Defense Spending Hits Wall in Taiwan
By WENDELL MINNICK
TAIPEI — Taiwan’s military is spending money, but little of it is for new procurement programs, sources here said.
The problem? Taiwan is facing more than $13 billion in bills for arms released by the U.S. government since 2007.
The overall defense budget has dropped since 2008 — from $10.5 billion to a proposed $9.2 billion for 2011, submitted to the legislature Aug. 30. The new budget represents 16.6 percent of the national budget and 2.7 percent of the gross domestic product.
The government is also, due to increasing economic hardship, borrowing money to finance the 2011 national budget — something that is relatively unheard of in Taiwan, sources said.
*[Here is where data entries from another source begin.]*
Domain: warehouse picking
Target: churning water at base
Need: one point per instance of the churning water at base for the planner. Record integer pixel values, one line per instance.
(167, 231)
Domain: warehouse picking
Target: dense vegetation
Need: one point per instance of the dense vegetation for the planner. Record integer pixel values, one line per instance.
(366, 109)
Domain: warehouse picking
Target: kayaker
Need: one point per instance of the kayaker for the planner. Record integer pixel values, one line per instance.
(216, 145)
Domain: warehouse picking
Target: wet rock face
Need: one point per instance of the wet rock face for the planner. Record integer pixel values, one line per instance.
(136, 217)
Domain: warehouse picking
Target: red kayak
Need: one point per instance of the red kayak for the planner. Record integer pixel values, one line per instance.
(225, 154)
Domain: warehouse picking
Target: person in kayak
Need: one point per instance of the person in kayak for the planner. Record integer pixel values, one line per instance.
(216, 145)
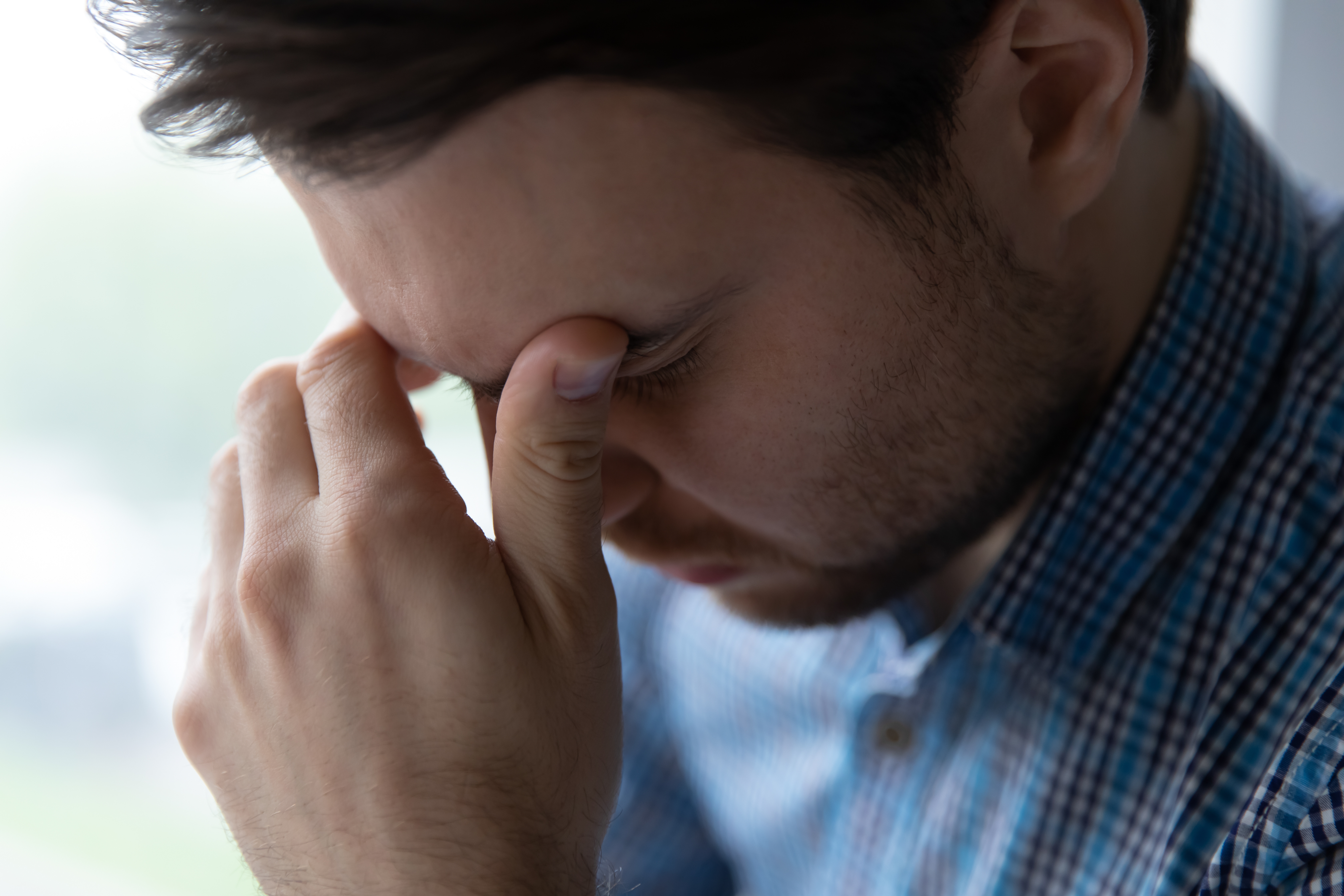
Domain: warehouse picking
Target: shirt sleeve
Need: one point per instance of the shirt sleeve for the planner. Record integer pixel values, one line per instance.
(656, 844)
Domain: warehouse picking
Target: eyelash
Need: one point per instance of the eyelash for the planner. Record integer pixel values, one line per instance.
(660, 383)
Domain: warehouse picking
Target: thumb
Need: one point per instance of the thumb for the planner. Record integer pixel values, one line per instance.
(548, 473)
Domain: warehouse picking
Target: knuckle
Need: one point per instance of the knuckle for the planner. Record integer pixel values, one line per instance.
(264, 386)
(224, 471)
(264, 581)
(191, 719)
(570, 455)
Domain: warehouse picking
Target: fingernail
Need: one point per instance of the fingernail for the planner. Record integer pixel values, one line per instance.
(577, 381)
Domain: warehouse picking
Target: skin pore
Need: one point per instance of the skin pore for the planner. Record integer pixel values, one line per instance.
(815, 412)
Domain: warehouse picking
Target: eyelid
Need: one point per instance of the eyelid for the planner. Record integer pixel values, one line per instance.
(663, 381)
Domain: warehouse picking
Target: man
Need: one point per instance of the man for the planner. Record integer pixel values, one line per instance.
(972, 375)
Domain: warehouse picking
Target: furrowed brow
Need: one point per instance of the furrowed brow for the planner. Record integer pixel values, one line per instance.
(643, 343)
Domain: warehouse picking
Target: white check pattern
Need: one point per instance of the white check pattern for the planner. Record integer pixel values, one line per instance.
(1146, 695)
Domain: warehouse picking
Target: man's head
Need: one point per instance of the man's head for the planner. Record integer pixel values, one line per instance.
(839, 236)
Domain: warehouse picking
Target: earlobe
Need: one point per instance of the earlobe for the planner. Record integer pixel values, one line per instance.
(1084, 80)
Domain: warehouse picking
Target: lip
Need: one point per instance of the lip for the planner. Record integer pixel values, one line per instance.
(706, 574)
Equipment in the pipeline includes 12 P-3C Orion maritime patrol aircraft, 30 AH-64 Apache attack helicopters, 60 UH-60 Black Hawk utility helicopters, 330 Patriot Advanced Capability-3 air defense missiles, two Osprey-class mine hunters, upgrades for four E-2 Hawkeye aircraft, 60 Harpoon anti-ship missiles, 218 AIM-120 advanced medium-range air-to-air missiles and 235 Maverick air-toground missiles.
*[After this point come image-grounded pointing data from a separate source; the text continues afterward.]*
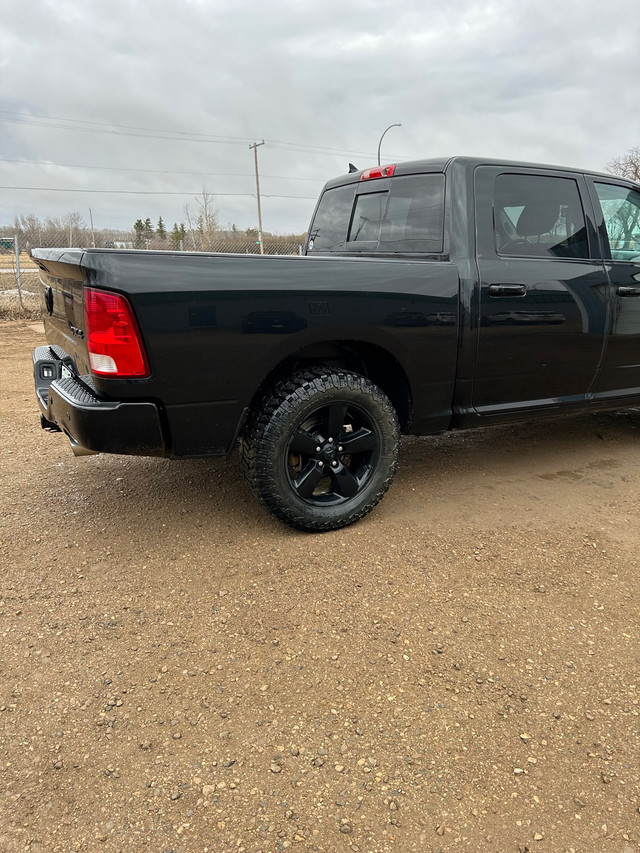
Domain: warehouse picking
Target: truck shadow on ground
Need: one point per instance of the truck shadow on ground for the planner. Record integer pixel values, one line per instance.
(210, 495)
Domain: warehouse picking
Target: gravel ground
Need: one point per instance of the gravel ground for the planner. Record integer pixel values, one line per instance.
(459, 671)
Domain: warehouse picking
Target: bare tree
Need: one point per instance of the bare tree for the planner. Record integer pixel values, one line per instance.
(627, 165)
(206, 221)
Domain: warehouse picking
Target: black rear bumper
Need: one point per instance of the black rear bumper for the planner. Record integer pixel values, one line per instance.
(93, 424)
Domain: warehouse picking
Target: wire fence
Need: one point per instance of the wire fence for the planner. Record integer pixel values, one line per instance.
(19, 274)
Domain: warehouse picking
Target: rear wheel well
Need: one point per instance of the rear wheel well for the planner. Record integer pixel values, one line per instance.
(369, 360)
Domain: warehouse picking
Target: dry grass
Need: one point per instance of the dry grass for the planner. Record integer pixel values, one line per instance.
(8, 261)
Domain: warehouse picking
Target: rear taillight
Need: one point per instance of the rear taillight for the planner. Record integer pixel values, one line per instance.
(113, 337)
(378, 172)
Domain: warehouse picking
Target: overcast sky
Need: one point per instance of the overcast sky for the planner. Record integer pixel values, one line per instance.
(199, 81)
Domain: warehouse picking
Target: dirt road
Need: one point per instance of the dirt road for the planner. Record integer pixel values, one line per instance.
(459, 671)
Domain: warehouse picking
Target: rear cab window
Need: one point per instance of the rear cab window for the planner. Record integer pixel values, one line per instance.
(399, 215)
(538, 216)
(621, 214)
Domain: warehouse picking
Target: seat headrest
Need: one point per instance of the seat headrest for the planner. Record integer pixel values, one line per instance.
(537, 218)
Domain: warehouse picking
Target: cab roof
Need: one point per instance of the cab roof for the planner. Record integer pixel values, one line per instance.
(443, 164)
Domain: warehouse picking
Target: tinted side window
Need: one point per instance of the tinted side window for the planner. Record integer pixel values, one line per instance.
(537, 216)
(621, 211)
(328, 231)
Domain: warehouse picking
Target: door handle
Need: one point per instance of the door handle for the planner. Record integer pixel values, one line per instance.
(507, 290)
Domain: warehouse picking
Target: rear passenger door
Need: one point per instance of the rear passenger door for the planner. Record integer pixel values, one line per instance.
(618, 219)
(542, 301)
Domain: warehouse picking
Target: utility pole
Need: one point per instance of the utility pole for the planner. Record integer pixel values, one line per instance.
(255, 155)
(93, 235)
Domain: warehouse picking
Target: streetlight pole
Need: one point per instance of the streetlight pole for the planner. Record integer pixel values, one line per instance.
(399, 124)
(255, 154)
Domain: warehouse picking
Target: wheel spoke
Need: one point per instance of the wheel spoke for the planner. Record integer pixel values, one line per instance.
(344, 481)
(303, 442)
(335, 419)
(306, 482)
(360, 441)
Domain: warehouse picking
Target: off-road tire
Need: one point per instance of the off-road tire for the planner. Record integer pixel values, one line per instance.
(286, 448)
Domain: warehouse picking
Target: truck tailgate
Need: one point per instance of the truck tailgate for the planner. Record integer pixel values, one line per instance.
(62, 282)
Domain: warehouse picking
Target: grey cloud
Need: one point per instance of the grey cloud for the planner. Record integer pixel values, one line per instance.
(547, 81)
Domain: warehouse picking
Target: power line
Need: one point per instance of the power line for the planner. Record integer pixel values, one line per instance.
(154, 133)
(151, 192)
(154, 171)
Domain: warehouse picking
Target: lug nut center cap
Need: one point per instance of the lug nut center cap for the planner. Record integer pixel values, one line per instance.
(329, 452)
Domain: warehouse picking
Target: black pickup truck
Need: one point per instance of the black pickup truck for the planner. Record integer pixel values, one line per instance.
(433, 295)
To make matters worse, Taiwan’s defense budget is wrestling to pay costs associated with reform policies — including a major streamlining and troop reduction — now being implemented.
“The most challenging and difficult time will be in the next three years for the military,” a former Taiwan defense official said.
The military faces a drawdown from 270,000 to 215,000 troops and a transition to an all-volunteer force by the end of 2014. It will also reorganize key commands and introduce more civilians into the Ministry of National Defense (MND).
Despite the financial struggle, the MND has big procurement plans for the next 10 years that will test not only Taiwan’s budget, but the political will of Washington in its attempts not to upset Beijing.
The list includes 66 F-16C/D fighter aircraft, six C-27J cargo aircraft, upgrades for 145 aging F-16A/B fighters, upgrades to two Dutch-built diesel submarines and six French-built La Fayette frigates, two more U.S.-built Newport-class tank landing ships and eight new diesel submarines — a longstanding request.
Taiwan’s Air Force has also been considering buying T-50 Golden Eagle attack jet trainers from Korea Aerospace Industries, Seoul, to replace aging AT-3 Tzu Chiang attack trainers and F-5 fighters used for training.
Despite the new arms and equipment flowing into the armed services, there are increasing signs the military is suffering from low morale.
Taiwan military officials warn that morale is in decline due to the government’s closer ties with China, corruption investigations, military downsizing, reduced budgets and growing concern the U.S. will cut arms sales to Taiwan to placate China.
China and Taiwan signed the Economic Cooperation Framework Agreement on June 29. Many see the historic agreement as a sign of Beijing’s greater influence over Taipei and possibly the first step toward unification.